Too often, the project team does not exercise message discipline and stakeholders receive different messages from their participants on the project team. This can become a source of conflict. For example, the business stakeholder may receive the message that testing is going terribly, while the technology stakeholder may be told that it is fine.
However, if there is a significant event (e.g., the lead developer quits, or a significant outstanding issue has been resolved), communicate the update to all of the stakeholders in unison.
- Status reports are not a “data dump”—good project managers interpret the data. They put the data into context and, where appropriate, recommend corrective actions.
Projects produce a large volume of data and the role of the project manager and the team is to distill this information into a concise message. For example:
- The pass rate for the initial system testing cycle is 83%, which is consistent with our quality expectations.

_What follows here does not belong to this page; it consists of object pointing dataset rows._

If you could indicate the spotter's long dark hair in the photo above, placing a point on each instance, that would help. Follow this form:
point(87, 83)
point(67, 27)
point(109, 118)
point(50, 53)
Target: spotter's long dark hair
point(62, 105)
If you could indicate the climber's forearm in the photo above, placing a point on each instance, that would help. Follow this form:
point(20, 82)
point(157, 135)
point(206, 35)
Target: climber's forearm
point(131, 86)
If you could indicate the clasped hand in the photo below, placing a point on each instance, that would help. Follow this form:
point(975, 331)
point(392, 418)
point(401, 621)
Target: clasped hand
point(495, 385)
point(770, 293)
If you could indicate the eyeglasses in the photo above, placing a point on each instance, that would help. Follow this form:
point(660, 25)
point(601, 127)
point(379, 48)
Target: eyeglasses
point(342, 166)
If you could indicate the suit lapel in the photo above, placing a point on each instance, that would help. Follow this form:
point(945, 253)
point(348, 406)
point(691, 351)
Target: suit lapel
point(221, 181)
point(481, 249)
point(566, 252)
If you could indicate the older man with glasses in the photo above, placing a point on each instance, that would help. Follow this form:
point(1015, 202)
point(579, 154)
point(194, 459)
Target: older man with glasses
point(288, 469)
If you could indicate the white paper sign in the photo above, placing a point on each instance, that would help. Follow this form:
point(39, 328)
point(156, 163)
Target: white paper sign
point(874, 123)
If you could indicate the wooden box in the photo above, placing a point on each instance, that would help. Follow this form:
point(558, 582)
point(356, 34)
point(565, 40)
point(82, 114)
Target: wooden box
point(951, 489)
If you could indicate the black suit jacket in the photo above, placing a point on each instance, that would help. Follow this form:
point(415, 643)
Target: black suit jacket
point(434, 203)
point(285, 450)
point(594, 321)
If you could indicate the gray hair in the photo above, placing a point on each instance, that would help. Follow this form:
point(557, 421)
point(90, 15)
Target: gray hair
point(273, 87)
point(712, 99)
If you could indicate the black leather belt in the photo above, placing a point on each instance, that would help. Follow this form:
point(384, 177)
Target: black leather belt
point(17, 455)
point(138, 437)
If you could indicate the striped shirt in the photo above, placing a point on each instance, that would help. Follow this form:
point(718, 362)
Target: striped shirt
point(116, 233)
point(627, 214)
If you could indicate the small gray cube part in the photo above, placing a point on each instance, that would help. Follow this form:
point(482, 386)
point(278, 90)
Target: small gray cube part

- The pass rate for the initial acceptance testing cycle is 54%, which is below expectation. A root cause analysis is underway.
- There are 45 risks logged on the project, but there are only 2 high-risk items that do not have a remediation plan.
Once I managed a large program with dozens of documented issues and risks. Prior to the weekly stakeholder meeting, we gleaned the list for significant items and presented the 10 most important ones. These items were included in the meeting because they were either critical to the success of the program or they required stakeholder action.
- Ask for what you need. If you need something from your stakeholders, be prepared with your “ask.” You may need an approval, a decision, or guidance from your stakeholders. If you do, be specific about the request—don’t assume they will divine the need. For example:
- I need you to authorize X hours of overtime (estimated cost of $Y), so that we can catch up on development.
- The team has identified two options, we need your guidance on which to select.
- Develop a regular reporting cadence and cycle. Most projects can be effectively managed with a weekly reporting cycle. Establish your reporting cycle and stick with it.
- Do not chase the news cycle. Do not update the project status in the middle of the reporting cycle unless a significant event occurs. If your weekly stakeholder status meeting is on Tuesday, don’t provide interim updates on Thursday or Friday. While there is the impulse to provide constant updates because things change daily, resist the urge. Frequent updates cause confusion if stakeholders hear different messages during the reporting cycle.
Communications management is one of the fundamental roles of the project manager. Project managers that effectively plan and manage communications demonstrate the leadership within the project team. A well articulated status delivers value to the stakeholders.